NTUJ 1697 Ancestors

Description

You will be given a connected undirected tree. Each node will have an associated integer that we will call its value. We also define the value of a subset of nodes as the sum of values of the nodes in the subset. Consider the subsets of nodes of this tree whose size is between $1$ and $K$, inclusive, and satisfy the property that within each subset no node is an ancestor of another. We will call these subsets the $K$-anti-ancestral subsets of the tree.

Your task is, given the tree, to find the $K$-anti-ancestral subset of maximum value.

As an example, consider the tree below. Each node is named with a capital letter and the value of each node is the integer below the letter:

Suppose $K = 3$. Then the subset of nodes $\{A\}, \{B, E\}, \{C, E\}, \{D, G\}$ and $\{B, E, F\}$ are some of the $K$-anti-ancestral subsets of the tree, because they all have between $1$ and $K = 3$ nodes and within each subset there doesn't exist a pair of nodes such that one is an ancestor of the other.

On the other hand, $\{A, B\}$ is not a $K$-anti-ancestral subset because $A$ is an ancestor of $B$, $\{A, G\}$ isn't one because $A$ is an ancestor of $G$ and $\{C, B, D\}$ isn't one either because $B$ is an ancestor of both $C$ and $D$. The subset $\{C, D, E, F\}$, even though it doesn't contain a node that is an ancestor of another one, is not a $K$-anti-ancestral subset because it has $4 > K = 3$ nodes. Similarly, the empty set $\emptyset$ is not one either because it contains $0$ elements.
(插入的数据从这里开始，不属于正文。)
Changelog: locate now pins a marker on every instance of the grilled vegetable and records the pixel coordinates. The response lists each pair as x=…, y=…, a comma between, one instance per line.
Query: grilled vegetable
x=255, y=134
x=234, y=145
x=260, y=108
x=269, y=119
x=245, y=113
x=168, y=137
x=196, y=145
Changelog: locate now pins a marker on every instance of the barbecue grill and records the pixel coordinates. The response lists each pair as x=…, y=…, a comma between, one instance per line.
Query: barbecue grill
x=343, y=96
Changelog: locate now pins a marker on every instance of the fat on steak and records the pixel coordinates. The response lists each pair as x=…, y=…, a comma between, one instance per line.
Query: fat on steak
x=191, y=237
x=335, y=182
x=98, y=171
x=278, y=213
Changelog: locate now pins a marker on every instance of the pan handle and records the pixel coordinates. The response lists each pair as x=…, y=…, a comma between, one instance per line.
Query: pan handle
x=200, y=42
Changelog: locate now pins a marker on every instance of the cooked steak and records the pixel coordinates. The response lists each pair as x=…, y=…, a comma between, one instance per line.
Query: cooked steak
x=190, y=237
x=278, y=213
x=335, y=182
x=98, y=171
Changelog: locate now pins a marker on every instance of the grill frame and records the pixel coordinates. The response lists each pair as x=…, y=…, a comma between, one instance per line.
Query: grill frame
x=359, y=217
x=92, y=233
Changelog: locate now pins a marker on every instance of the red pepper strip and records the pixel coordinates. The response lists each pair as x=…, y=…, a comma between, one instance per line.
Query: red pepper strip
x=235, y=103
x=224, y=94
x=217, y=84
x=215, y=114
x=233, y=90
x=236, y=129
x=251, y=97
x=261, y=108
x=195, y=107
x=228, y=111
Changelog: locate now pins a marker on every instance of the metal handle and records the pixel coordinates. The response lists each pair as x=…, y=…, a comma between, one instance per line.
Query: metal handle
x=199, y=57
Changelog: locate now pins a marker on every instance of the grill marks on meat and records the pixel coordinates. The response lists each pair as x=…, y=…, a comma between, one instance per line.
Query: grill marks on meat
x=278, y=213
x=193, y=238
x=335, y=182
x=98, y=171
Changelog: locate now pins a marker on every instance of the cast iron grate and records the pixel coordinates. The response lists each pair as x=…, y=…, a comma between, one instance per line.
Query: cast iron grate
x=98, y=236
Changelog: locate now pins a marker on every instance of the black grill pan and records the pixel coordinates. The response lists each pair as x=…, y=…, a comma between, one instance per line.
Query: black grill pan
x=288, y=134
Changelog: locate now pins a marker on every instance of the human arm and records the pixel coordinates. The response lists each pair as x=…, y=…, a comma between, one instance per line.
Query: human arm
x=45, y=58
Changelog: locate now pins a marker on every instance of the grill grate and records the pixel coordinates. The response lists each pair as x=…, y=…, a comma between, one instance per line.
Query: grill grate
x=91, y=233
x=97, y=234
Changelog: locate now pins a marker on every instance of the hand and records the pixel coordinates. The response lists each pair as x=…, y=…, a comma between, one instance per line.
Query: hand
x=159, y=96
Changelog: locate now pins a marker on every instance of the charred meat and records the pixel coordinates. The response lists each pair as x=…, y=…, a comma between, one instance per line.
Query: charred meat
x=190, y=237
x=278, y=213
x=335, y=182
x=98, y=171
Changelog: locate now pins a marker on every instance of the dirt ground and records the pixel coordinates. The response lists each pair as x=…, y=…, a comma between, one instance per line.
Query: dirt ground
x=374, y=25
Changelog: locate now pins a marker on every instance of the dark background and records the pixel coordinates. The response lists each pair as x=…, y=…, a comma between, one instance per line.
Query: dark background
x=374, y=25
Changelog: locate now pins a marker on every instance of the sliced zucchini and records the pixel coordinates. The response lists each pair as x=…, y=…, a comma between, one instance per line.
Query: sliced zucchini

The value of the $K$-anti-ancestral subset $\{A\}$ is $6$; the value of $\{B, E\}$ is $3 + 1 = 4$; the value of $\{C, E\}$ is $4 + 1 = 5$; the value of $\{D, G\}$ is $-1 + 1 = 0$ and the value of $\{B, E, F\}$ is $3 + 1 + (-5) = -2$. Since the tree is small, it's easy to convince yourself by inspection that the maximum possible value of any $K$-anti-ancestral subset is $6$. However, notice that there might be several ways to achieve the maximum value: $\{A\}$ and $\{C, E, G\}$ both have value $6$. You are only asked to find the value of the maximum $K$-anti-ancestral subset so it doesn't really matter how many of them exist.

Input

The input contains several test cases (at most $50$). Each test case is described on three lines:

The first line contains two integers $n$ and $K$, the number of nodes in the tree and the parameter $K$ as explained above. Assume $2 \leq n \leq 10^5$ and $1 \leq K \leq 100$ (notice that these constraints guarantee that there will always exist at least one $K$-anti-ancestral subset, e.g. by taking a single node). The nodes will be numbered $0$ through $n-1$. The root of the tree will always be node $0$. You can assume that the tree will always be connected, i.e., there will always exist a path connecting any pair of nodes.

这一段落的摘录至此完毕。